By Kathleen M. Gallagher
Since California legalized physician-assisted suicide late last year, the proponents of such laws have set their sights on New York, with paid lobbyists, consultants and public relations firms endlessly recounting the story of Brittany Maynard.
You may recall that Ms. Maynard was the young newlywed with terminal brain cancer who moved from California to Oregon to take advantage of that state’s life-ending law. Ms. Maynard’s husband has already been to Albany to push for such a law here, and he’s promising return visits.
But is the young, adventurous, happily married Brittany Maynard the true face of assisted suicide?
It turns out that no, she is not.
The 2015 data from Oregon, the first state to allow assisted suicide, is now available, and it paints a frighteningly different picture of just who is actually accessing the suicide law. The majority of patients are elderly, have no health insurance or rely on government insurance, are isolated and alone and are rarely, if ever, evaluated for clinical depression. The majority request suicide drugs for reasons that have nothing to do with physical pain or suffering: decreasing ability to participate in enjoyable activities, fear of losing autonomy and fear of losing dignity.
These are the people who are most at risk of abuse, coercion and undue pressure to kill themselves.
That’s why it troubles me so much when advocates for assisted suicide trumpet the term “choice” and assert that patients near the end of life should have the “freedom to choose” how and when they die. This isn’t even remotely about free choice.
“Choice” rings hollow when pressures come from family members who increasingly see their financial resources being drained and their loved ones as burdens; when health insurance companies will pay for a lethal dose of drugs, but deny a claim for expensive chemotherapy treatments; when health providers subtly make judgment calls about whose lives are worth living and whose are not; and when the mechanisms of our very government sanction and assist in death-making.
Choice is an illusion, a marketing tool, a brand.
It troubles me even more that lawmakers are considering this radical change in our law without seriously contemplating what we can do – and should do – for those who are terminally ill and fearing death.
Is helping to cause their death the most we can offer them? Can’t we do more to remove the barriers preventing patients from accessing quality hospice programs?
Can’t we train more medical professionals in palliative care and pain management? Can’t we provide the comfort and compassion and companionship that will allow people to die a natural death with true dignity?

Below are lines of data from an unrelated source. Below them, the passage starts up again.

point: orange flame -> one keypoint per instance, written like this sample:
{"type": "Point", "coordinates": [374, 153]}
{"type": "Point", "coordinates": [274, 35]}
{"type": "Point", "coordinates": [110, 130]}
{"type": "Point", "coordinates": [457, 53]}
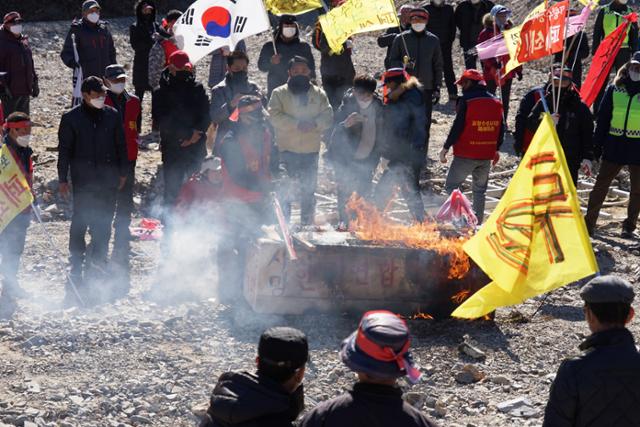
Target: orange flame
{"type": "Point", "coordinates": [370, 225]}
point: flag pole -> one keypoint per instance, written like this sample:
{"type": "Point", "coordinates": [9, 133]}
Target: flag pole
{"type": "Point", "coordinates": [36, 213]}
{"type": "Point", "coordinates": [564, 55]}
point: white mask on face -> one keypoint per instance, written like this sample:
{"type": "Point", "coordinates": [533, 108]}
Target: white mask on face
{"type": "Point", "coordinates": [364, 104]}
{"type": "Point", "coordinates": [97, 103]}
{"type": "Point", "coordinates": [23, 140]}
{"type": "Point", "coordinates": [289, 32]}
{"type": "Point", "coordinates": [16, 29]}
{"type": "Point", "coordinates": [93, 17]}
{"type": "Point", "coordinates": [418, 28]}
{"type": "Point", "coordinates": [117, 88]}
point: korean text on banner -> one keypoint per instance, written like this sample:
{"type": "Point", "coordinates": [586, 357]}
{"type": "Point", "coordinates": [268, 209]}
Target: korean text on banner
{"type": "Point", "coordinates": [357, 16]}
{"type": "Point", "coordinates": [15, 194]}
{"type": "Point", "coordinates": [536, 239]}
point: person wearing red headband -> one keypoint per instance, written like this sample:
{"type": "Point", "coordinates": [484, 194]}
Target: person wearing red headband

I happened to hear former New York Attorney General Dennis Vacco speaking about this issue on a radio program. Vacco is the man who defended New York’s law prohibiting assisted suicide all the way up to the U.S. Supreme Court back in 1997. He was talking about that very law when he said:
“We need the statute exactly where it is for the tens of thousands of New Yorkers who are warehoused in assisted living facilities, whose families never come to see them, who are suffering from depression, and maybe not mentally competent; that’s why this law needs to stay exactly where it is. Not for the Brittany Maynards, but for all those unnamed people who are potential victims.”
The case of Brittany Maynard should not obscure the ethical and medical minefield that is physician-assisted suicide.
Kathleen M. Gallagher is director of pro-life activities for the New York State Catholic Conference.